Aplicativo Discord permite que pessoas se comuniquem em transmissões ao vivo de vídeos
Um aplicativo bastante popular entre adolescentes tem virado uma ferramenta para envolver jovens em um submundo de violência extrema. Desta vez, uma nova investigação do Fantástico trouxe à tona que criminosos utilizam o “Discord”, para envolver meninas menores de idade num submundo perverso da plataforma, um território sem lei, onde predadores estão à caça de menores de idade para estuprar, humilhar e violentar.
O aplicativo Discord permite que pessoas se comuniquem em transmissões ao vivo de vídeos dentro da plataforma. A vítima passa a ser chantageada a cumprir desafios. Se ela não aceitar, fotos íntimas são vazadas.
Um dos criminosos tem vários aparelhos de armazenamento e revela uma coleção cruel: “back up das vagabundas estupráveis”. Em cada pasta, o nome de uma vítima. São dezenas de meninas violadas, chantageadas, expostas, catalogadas.
Os agressores se sentem protegidos pelo anonimato e se tornam cada vez mais cruéis.
“Ajoelha, se prostra para mim, eu sou a p*** de um deus para você agora. Você é uma vagabunda que merece sofrer mesmo”, diz Izaquiel Tomé dos Santos, conhecido como Dexter, a uma adolescente. Ele está preso desde abril.
Há denúncias de dez vítimas: fotos de meninas nuas, mutiladas com uma dolorosa assinatura, o nome Dexter escrito com lâmina na pele.
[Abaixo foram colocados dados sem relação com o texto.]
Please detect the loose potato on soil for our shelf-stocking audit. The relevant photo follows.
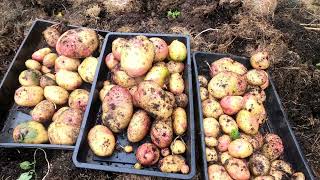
[127,110,151,142]
[88,125,116,157]
[13,121,48,144]
[30,100,56,123]
[14,86,44,107]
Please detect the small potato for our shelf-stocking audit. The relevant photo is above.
[56,69,82,91]
[127,110,151,142]
[224,158,250,180]
[169,73,185,95]
[88,125,116,157]
[68,89,89,112]
[19,69,41,86]
[236,110,259,135]
[30,100,56,123]
[203,118,220,137]
[14,86,43,107]
[24,59,41,71]
[136,143,160,166]
[172,107,188,135]
[44,86,69,105]
[202,99,223,119]
[13,121,48,144]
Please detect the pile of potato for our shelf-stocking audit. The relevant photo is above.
[88,36,189,174]
[198,52,305,180]
[13,24,99,145]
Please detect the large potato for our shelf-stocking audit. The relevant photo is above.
[88,125,116,156]
[127,110,151,142]
[13,121,48,144]
[14,86,43,107]
[56,28,99,58]
[56,69,82,91]
[208,71,247,99]
[102,86,133,133]
[44,86,69,105]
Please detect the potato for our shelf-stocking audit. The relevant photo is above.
[169,73,185,95]
[217,134,231,152]
[149,37,169,62]
[102,86,133,133]
[19,69,41,86]
[54,56,80,72]
[78,57,98,84]
[30,100,56,123]
[88,125,116,157]
[172,107,188,135]
[202,99,223,119]
[127,110,151,142]
[219,114,238,135]
[144,63,170,87]
[166,61,184,74]
[249,154,270,176]
[250,52,270,69]
[236,110,259,135]
[208,71,247,99]
[56,28,99,58]
[48,121,80,145]
[13,121,48,144]
[220,96,244,115]
[56,69,82,91]
[68,89,89,112]
[169,40,187,62]
[134,81,174,119]
[210,57,248,77]
[24,59,41,71]
[208,164,232,180]
[158,155,186,173]
[206,147,218,162]
[136,143,160,166]
[44,86,69,105]
[224,158,250,180]
[31,48,51,62]
[14,86,43,107]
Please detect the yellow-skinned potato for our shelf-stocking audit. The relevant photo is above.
[56,69,82,91]
[78,57,98,84]
[88,125,116,157]
[14,86,44,107]
[13,121,48,144]
[44,86,69,105]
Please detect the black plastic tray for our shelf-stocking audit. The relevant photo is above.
[73,32,196,179]
[193,52,314,180]
[0,20,108,150]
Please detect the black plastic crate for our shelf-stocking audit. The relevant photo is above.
[73,32,196,179]
[192,52,314,180]
[0,20,108,150]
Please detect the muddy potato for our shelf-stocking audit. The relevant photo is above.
[136,143,160,166]
[30,100,56,123]
[14,86,43,107]
[208,71,247,99]
[56,69,82,91]
[127,110,151,142]
[88,125,116,157]
[13,121,48,144]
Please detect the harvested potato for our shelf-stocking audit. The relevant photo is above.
[56,69,82,91]
[13,121,48,144]
[19,69,42,86]
[44,86,69,105]
[88,125,116,157]
[30,100,56,123]
[136,143,160,166]
[14,86,43,107]
[127,110,151,142]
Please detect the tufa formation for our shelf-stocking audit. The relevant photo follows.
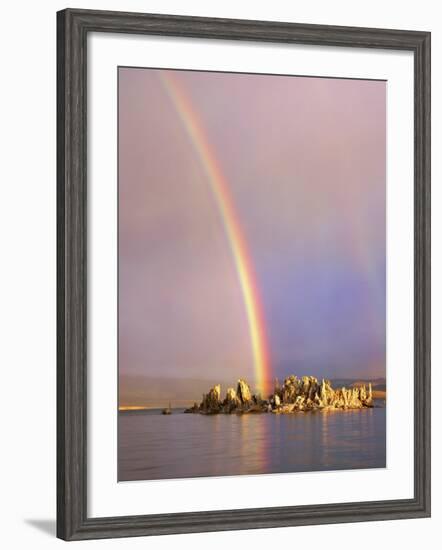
[185,375,373,414]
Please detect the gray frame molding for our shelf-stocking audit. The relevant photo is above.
[57,9,430,540]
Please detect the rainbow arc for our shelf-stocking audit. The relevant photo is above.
[159,71,271,395]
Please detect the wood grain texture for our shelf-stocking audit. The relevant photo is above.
[57,10,430,540]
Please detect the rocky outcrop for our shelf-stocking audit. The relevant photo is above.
[185,375,373,414]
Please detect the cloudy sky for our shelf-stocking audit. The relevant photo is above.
[119,68,386,402]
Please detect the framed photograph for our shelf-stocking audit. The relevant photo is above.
[57,9,430,540]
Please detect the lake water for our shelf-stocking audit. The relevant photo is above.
[118,407,386,481]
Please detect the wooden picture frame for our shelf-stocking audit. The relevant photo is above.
[57,9,430,540]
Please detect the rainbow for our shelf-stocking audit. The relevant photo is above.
[159,71,271,396]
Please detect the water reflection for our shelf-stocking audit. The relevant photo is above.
[119,408,386,480]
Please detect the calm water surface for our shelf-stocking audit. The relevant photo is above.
[118,407,386,481]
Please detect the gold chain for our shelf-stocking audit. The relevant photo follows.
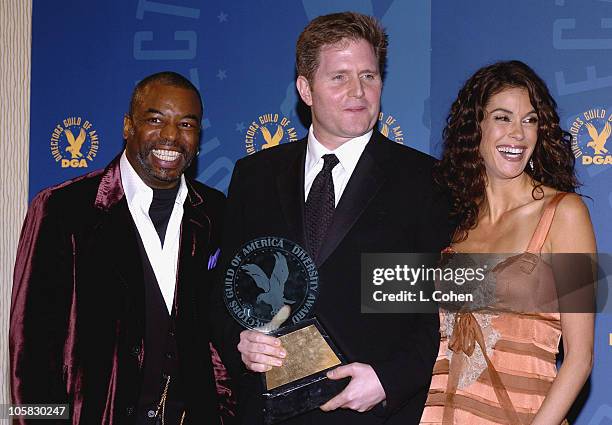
[155,376,185,425]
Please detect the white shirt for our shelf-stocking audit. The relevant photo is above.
[119,151,187,314]
[304,125,373,207]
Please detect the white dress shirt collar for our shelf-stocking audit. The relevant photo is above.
[119,151,187,313]
[304,125,374,177]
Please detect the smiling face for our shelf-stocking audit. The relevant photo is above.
[296,39,382,150]
[123,82,202,189]
[479,88,538,179]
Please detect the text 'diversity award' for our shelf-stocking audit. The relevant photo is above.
[223,236,348,424]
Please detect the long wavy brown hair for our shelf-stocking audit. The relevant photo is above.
[434,61,579,242]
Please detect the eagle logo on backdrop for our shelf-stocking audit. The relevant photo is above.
[378,112,404,144]
[244,113,298,155]
[570,108,612,165]
[49,117,100,168]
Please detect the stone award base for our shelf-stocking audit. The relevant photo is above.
[263,318,350,425]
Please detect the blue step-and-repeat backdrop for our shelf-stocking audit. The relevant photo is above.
[29,0,612,425]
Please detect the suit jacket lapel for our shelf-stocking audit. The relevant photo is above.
[315,131,385,266]
[95,156,144,317]
[276,139,306,248]
[174,182,211,316]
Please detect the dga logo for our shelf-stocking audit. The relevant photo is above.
[49,117,99,168]
[570,108,612,165]
[223,236,319,329]
[244,114,298,155]
[378,112,404,144]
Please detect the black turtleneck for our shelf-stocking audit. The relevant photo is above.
[149,184,180,246]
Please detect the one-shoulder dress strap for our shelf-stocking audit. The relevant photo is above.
[527,192,567,254]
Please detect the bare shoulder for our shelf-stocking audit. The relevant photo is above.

À Polícia Federal, Izaquiel admitiu ter chantageado garotas para que elas se mutilassem. “Elas tinham que esconder isso da família, principalmente as lesões que elas mantinham no corpo de cortes”, explica o delegado João Rocha.
Além das dez vítimas localizadas pela PF, o Fantástico encontrou outras cinco.
“A gente espera que os pais conversem preventivamente, busquem se os filhos têm alguma lesão, se ficam muito tempo dentro do quarto. O diálogo é importante”, ressalta o delegado.
Na última sexta-feira (23), a polícia prendeu dois criminosos que agiam na plataforma e identificaram mais um, Carlos Eduardo, conhecido como DPE, que está foragido.
Além da responsabilização individual dos criminosos, o Ministério Público de São Paulo também investiga o próprio Discord.
“Nós estamos apurando, através de um inquérito civil, a falta de segurança da plataforma Discord. Crimes individuais sempre vão ocorrer na internet. O que diferencia é a detecção de que nessa plataforma está ocorrendo um discurso estruturado de ódio. Um local propício para que eles planejem ataque as vítimas e, principalmente, transmitam o conteúdo do crime”, declara o promotor de Justiça de São Paulo Danilo Orlando.
Em entrevista ao Fantástico, o porta-voz do Discord disse que a plataforma “não tolera comportamento odioso”. “Nós somos um produto gratuito para mais de 150 milhões de usuários ao redor do mundo, e de tempos em tempos, conteúdo mau e comportamento mau vão acontecer. Nós trabalhamos ativamente para remover esse conteúdo”, afirmou o porta-voz.
‘Gostaria de enfatizar que a vasta maioria das interações de brasileiros usando Discord são positivas e saudáveis. Nós somos proativos e investigamos grupos que podem estar envolvidos em ameaças a crianças e trabalhamos para tirar esses agentes ruins da plataforma”.
‘Geração do quarto’
O especialista em estudos da criança Hugo Monteiro Ferreira realizou uma pesquisa sobre a atual condição social e emocional de adolescentes e crianças, entrevistando mais de três mil pessoas.
“Eu nominei como geração do quarto”, diz Hugo. “Você tinha um fenômeno que já ocorria, e a pandemia colocou uma tonelada sobre esse fenômeno. Quando eu vou para o mundo da internet, presencio pessoas que querem me manipular, presencio elementos de violência. Eu aprendo a me suicidar, aprendo a atacar escolas, aprendo a como é me autolesionar”.
A jornalista Letícia Oliveira monitora grupos de ódio e violência nas redes sociais há dez anos.
“Cada vez mais, elas vão vendo conteúdo mais extremo e isso acaba levando elas a cometerem atrocidades, porque elas estão tão dessensibilizadas, estão tão acostumadas com a violência. É urgente que a gente entenda o que está acontecendo para tentar mudar isso”.